1. **Few-Shot Learning Benefits**:
 - Few-shot learning improves T5's performance on the binary classification task, demonstrating its ability to learn structural patterns from limited data.

2. **Impact on Pre-Trained Models**:
 - Fine-tuning can `confuse pre-trained models in some cases`, reducing their baseline performance. This highlights the need for careful monitoring during training to ensure consistent improvements.

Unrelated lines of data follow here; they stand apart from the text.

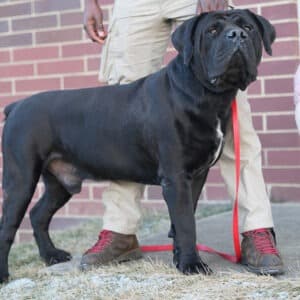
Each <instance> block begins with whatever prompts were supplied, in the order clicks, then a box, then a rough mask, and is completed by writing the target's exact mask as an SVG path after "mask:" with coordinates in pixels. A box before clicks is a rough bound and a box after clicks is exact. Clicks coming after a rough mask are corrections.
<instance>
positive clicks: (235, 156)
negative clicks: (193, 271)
mask: <svg viewBox="0 0 300 300" xmlns="http://www.w3.org/2000/svg"><path fill="white" fill-rule="evenodd" d="M231 111H232V127H233V128H232V130H233V141H234V152H235V157H236V160H235V161H236V163H235V182H236V184H235V202H234V207H233V215H232V235H233V245H234V251H235V255H230V254H227V253H223V252H220V251H217V250H215V249H213V248H210V247H208V246H206V245H202V244H197V249H198V251H205V252H208V253H214V254H218V255H219V256H221V257H223V258H224V259H226V260H229V261H231V262H233V263H238V262H239V261H240V260H241V246H240V235H239V216H238V194H239V182H240V136H239V122H238V113H237V104H236V100H234V101H233V102H232V106H231ZM141 250H142V251H143V252H160V251H172V250H173V245H149V246H141Z"/></svg>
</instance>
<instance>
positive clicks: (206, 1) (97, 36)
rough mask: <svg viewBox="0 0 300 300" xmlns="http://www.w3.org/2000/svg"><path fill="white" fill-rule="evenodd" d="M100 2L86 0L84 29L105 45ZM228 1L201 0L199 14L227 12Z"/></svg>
mask: <svg viewBox="0 0 300 300" xmlns="http://www.w3.org/2000/svg"><path fill="white" fill-rule="evenodd" d="M99 2H100V0H99V1H97V0H85V6H84V17H83V22H84V29H85V31H86V33H87V35H88V36H89V38H90V39H91V40H92V41H93V42H96V43H98V44H104V42H105V39H106V37H107V32H106V31H105V29H104V26H103V13H102V9H101V5H100V4H99ZM227 8H228V1H226V0H199V5H198V12H199V13H202V12H207V11H212V10H226V9H227Z"/></svg>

3. **Simplification of the Task**:
 - The reading comprehension task is simplified into binary classification. While this approach is efficient, it might not capture the nuanced understanding required for more complex tasks, such as ranking or reasoning between multiple answers.

---

## Applications

- **Reading Comprehension**: Adaptation of pre-trained models like T5 for reading comprehension tasks using prompt-based learning.
- **Few-Shot Learning**: Demonstrates the potential of a small number of examples to influence model performance on structured tasks.
- **Binary Classification**: Illustrates how complex NLP tasks can be reframed into simpler classification problems for ease of implementation and experimentation.

---

## Conclusion

This implementation highlights the flexibility of the OpenPrompt framework and the adaptability of T5 for reading comprehension tasks reframed as binary classification. The results show the potential of few-shot learning to enhance performance, while also cautioning about the possibility of confusing pre-trained models through fine-tuning. This approach provides an efficient and flexible framework for experimenting with prompt-based learning in reading comprehension and similar NLP tasks.